Fashion Faceoff: In the battle between street style stars and fashion editors, who really influences today’s trends?
If you type “street style star” into a Google search, it will generate over 671 million results. The pages range from gushy Tumblrs and Pinterest boards to roundups on magazine websites to street-style candids by the photographers who’ve catapulted these hitherto anonymous fashion plates into superstardom. For devout fashion followers, the names Hanneli Mustaparta and Susie Bubble roll off the tongue with the same familiarity as Anna Wintour and Carine Roitfeld. Meanwhile, type “fashion magazine editor” into a search, and you’ll get a paltry by comparison 136 million pages that err on the side of the pedantic “how to become” genre and images of Meryl Streep in The Devil Wears Prada.
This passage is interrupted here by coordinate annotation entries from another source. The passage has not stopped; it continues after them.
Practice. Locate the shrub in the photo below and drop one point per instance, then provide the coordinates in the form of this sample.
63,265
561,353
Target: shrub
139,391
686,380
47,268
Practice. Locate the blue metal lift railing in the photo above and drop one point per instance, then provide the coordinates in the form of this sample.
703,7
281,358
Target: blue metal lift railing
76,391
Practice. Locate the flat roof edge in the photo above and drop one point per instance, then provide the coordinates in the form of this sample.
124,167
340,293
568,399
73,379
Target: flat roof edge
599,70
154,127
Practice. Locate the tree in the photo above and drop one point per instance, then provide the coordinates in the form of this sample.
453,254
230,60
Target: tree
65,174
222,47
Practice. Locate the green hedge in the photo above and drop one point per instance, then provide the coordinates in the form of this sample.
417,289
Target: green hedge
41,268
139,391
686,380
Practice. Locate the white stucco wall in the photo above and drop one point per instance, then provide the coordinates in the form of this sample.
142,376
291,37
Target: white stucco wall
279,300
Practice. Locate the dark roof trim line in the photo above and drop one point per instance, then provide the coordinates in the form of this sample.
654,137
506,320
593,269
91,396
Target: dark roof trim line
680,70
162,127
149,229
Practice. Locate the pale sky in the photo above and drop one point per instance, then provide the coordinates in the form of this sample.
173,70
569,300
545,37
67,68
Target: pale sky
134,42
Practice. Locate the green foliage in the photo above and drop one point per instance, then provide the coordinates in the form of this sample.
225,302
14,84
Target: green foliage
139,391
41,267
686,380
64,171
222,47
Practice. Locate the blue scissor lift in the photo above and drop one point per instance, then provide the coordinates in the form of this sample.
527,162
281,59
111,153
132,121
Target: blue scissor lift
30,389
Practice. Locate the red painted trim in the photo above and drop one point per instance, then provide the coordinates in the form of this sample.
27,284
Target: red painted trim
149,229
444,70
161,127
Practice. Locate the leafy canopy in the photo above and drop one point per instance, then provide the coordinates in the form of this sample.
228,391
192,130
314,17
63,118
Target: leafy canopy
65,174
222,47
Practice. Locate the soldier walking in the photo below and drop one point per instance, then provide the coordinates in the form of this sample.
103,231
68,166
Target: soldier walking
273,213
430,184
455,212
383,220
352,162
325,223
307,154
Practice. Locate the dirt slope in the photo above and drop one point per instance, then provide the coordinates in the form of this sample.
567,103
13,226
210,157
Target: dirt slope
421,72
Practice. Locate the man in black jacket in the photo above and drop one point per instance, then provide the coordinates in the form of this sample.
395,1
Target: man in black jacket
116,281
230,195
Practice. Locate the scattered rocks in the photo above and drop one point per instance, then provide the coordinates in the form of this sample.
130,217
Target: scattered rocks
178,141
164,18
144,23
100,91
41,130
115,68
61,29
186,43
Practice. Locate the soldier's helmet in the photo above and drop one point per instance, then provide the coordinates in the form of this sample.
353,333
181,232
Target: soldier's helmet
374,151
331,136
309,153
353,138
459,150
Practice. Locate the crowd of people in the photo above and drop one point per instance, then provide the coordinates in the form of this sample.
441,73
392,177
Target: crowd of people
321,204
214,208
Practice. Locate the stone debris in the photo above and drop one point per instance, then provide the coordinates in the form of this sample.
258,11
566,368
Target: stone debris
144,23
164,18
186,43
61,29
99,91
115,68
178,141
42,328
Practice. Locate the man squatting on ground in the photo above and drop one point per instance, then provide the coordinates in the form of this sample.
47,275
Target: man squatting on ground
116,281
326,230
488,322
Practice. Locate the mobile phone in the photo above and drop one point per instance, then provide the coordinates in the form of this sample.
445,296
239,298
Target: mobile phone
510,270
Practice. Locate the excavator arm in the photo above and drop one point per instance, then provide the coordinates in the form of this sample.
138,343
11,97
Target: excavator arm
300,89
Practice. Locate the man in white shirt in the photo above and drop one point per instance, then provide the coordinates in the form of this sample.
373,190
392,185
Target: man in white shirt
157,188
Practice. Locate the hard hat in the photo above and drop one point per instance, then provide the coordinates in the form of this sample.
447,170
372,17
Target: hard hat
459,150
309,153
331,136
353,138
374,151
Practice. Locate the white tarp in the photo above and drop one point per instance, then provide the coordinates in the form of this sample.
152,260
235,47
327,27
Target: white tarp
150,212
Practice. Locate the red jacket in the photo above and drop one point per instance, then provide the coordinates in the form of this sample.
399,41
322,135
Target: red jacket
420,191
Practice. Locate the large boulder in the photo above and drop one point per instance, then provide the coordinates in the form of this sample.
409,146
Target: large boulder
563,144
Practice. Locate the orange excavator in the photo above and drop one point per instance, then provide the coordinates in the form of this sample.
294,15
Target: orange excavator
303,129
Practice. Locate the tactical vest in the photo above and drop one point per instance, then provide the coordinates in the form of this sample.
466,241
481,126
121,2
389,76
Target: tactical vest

Unlike traditional editors, street-style stars are built for fashion’s new viral landscape: They are typically tall, telegenic and impeccably turned out. And although their personal style verges, more often than not, on the otherworldly (feathered fascinators, jewel-encrusted crop tops), these stars have the power to launch an item into the trend stratosphere with just one photograph. The influence carried by their personal style choices is so strong that one can’t help but wonder if they are the new fashion editors. “Street style stars are absolutely influencing the consumer,” says Barbara Atkin, vice-president of fashion direction at Holt Renfrew. “To the new fashion consumer, this person who’s dressing up every day in the trends is creating the must-have items of the immediate future. She is the new It girl.” And, unlike Audrey Hepburn, Marilyn Monroe or Jane Birkin, today’s It girls don’t have to be seasoned celebrities to achieve icon status. “Today, you can get instant notoriety and stardom just from getting noticed on the street,” says Atkin.